- Directed by: Jean-Luc Godard
- Written by: Jean-Luc Godard
- Produced by: Philippe de Chaisemartin
- Starring: Jacques Villeret Jean-Luc Godard Les Rita Mitsouko François Périer Dominique Lavanant Éva Darlan Rufus Isabelle Sadoyan
- Cinematography: Caroline Champetier de Ribes
- Edited by: Jean-Luc Godard
- Music by: Francois Musy
- Distributed by: Gaumont Distribution
- Release date: 1987;
- Running time: 82 minutes
- Countries: France Switzerland
- Language: French

= Keep Your Right Up =

Keep Your Right Up (Soigne ta droite / Une place sur la terre) is a 1987 film, written, directed by, and starring French Swiss filmmaker Jean-Luc Godard.

In boxing, Soigne ta droite is a trainer's call to "keep your right up". The title is a reference to Jacques Tati's first short film, Soigne ton gauche (Keep Your Left Up).

==Plot==
Described by Godard as "a fantasy for actor, camera and tape recorder", this film is made up of several sketches in which certain actors play several real or fictional roles to a background of rock music. The film is divided into three sections which inter-cross throughout. In each, a group of people search for their proper place on earth.
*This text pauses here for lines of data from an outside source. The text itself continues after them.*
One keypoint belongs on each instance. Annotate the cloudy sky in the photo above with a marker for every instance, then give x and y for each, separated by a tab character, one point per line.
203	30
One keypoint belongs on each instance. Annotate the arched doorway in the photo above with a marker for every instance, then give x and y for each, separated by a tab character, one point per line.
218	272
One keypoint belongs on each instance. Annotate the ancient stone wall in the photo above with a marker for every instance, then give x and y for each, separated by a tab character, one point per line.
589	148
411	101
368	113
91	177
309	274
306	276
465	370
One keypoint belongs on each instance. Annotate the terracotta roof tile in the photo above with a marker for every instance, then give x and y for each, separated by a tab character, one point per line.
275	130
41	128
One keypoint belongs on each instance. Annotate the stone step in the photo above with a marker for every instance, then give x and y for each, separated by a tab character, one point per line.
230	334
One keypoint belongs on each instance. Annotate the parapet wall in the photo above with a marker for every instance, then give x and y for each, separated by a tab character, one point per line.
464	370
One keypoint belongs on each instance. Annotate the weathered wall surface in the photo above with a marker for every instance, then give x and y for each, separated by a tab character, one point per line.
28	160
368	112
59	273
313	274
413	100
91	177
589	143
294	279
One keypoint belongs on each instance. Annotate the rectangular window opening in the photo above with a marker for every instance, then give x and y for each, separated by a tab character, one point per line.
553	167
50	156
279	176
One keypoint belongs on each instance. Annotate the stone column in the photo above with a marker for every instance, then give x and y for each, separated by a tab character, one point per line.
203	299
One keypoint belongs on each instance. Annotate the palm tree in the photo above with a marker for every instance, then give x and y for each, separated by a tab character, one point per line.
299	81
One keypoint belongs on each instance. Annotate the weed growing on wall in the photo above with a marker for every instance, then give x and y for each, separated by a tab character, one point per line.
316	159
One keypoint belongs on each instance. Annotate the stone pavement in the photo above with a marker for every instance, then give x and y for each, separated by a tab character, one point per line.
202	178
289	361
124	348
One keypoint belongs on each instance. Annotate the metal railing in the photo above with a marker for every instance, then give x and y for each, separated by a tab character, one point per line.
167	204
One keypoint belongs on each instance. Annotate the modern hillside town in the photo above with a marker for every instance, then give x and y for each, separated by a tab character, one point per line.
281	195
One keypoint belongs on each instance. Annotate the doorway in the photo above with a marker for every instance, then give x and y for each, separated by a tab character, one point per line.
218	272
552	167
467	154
In the first, a group of musicians search for the right sound, the ideal harmony. In the second, a man searches for an ideal society and wonders if he is on the wrong planet. In the third, some travellers search for their destination, as Ulysses did in the bygone days.

==Production==
Filming partially took place at the Nantes Atlantique Airport.

==Reception==
On review aggregator website Rotten Tomatoes, the film holds an approval rating of 33% based on 6 reviews, with an average rating of 4.7/10.